Midway through the opening period Monday night, there was intrigue over which would melt first: the Rangers, the Rangers' ice or the Rangers' fans.

The Capitals were doing severe damage to all three.

Potholes along the boards interrupted the action during parts of the first two periods; holes in the Rangers' defense allowed the Capitals to bury one opponent -- the crowd -- before gliding by the other, 6-3.

The collection of customers that oozes in 40-some times a season makes Madison Square Garden the cesspool of the National Hockey League. Rangers fans lead the league in vile abuse, according to some of the people who see all the league has to offer. Some insist they're also the second-, third- and fourth-worst crowds.

"I got hit in the [left] eye with a quarter in the third period " Washington goalie Pete Peeters said. "They were coming on a three-on-two break and the quarter hits me.

"I went down. Had my gloves off and everything. It's only a few fans that spoil things, but they can be bad.

"I can't understand why so many people want to vent their frustration on sports. We're entertainers. Same as the circus. But nobody throws a shoe at the guy as he's swinging on the trapeze. Tonight with the quarter wasn't the worst for me here, though. When I was with the Flyers, somebody threw a ball bearing on the ice."

By the end of the second period, the venom was pretty well sucked out of the Garden. Bridge tournaments cause more emotion than the gang of 17,371 was showing. Washington Coach Bryan Murray had hoped to turn Rangers fans against their team, but what happened was just as good:

Silence.

In the fourth minute of play, Bob Carpenter had managed the difficult feat of slamming the puck into the Rangers net and symbolically into the throat of the Rangers crowd.

Just to make sure the nasties would remain tame, the Capitals flicked three more shots past the former Mr. V, Rangers goalie John Vanbiesbrouck, in the first 36 minutes.

What anger the crowd showed much of the time was directed toward referee Kerry Fraser for failing to catch Capitals at what the crowd considered some fairly obvious holding.

The other reaction was frustration at the Rangers' inaccuracy. New York had four more shots on goal than the Capitals after two periods and several more chances that failed to come close to the net.

Shooting is not what the Rangers do best, but some of the efforts that went wide or high were a bit like a highly paid government secretary overshooting the "out" basket.

A sequence early in the second period illustrated the game: the Rangers spent most of the first few minutes peppering Peeters. The puck flew toward him and across his line of vision, but never past him.

When the puck got to the other end of the ice, it took Carpenter just a few seconds to flip it into the net for a 3-0 Washington advantage.

Later, Alan Haworth tried to increase a 4-0 lead. From about 10 yards, he wound up and gave the puck a mighty whack. No sooner had it left Haworth's stick than it found an unintended target:

Larry Melnyk's face.

Football players have stuck their noses in front of punters' feet to save games; batters have poked their arms to deflect baseballs humming at 90-plus mph.

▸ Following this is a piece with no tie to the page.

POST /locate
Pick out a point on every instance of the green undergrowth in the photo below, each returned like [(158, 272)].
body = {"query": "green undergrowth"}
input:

Melnyk allowing his face to be used for target practice is carrying sacrifice beyond reason. Still, these are the playoffs. Time to donate bones and blood for a hunk of hardware.

"The key for us, for any team," Peeters explained, "is to dump the puck in and take the body. You don't see it that much in the regular season, because it's so long."

Even with the quarter smacking him in the eye, Peeters was wonderful until the Capitals got a lead that was almost impossible to botch.

Peeters lost his chance to record his third playoff shutout with his third team when Pierre Larouche bumped the puck past him 128 seconds into the third period.

You would have thought Mayor Koch had canceled taxes. Yellow streamers fluttered onto the ice; somebody threw a rolled-up cup close to Peeters and soon was escorted out of the arena.

Such celebration.

Rangermania at ear-aching pitch.

All the guys in white trailed by was three goals.

If the fans remembered that Rangers comeback in Game 1, so did the Capitals. Very quickly, they turned what seemed a neat piece of mugging into a 5-1 lead.

Two Rangers slammed Yvon Corriveau against the boards, but it was a split second after he had slipped the puck ahead to John Barrett.

All of a sudden, it was the Capitals with the extra-man advantage. Barrett whistled the puck across ice to Mike Gartner, who appreciated the gesture so much he returned it.

Barrett then hit an open net caused by Vanbiesbrouck still paying attention to Gartner.

By the time Larouche punched in the Rangers' third goal, the arena was three-quarters empty. About the same number of people stayed the final 10 minutes as hang around the Garden for the pole vault during a big indoor track meet.

Anyway, somebody lobbed a cup full of beer at Peeters. A wad of paper landed at his skates and Peeters slowly and carefully poked it behind him into the net.

Nothing else was going to get through.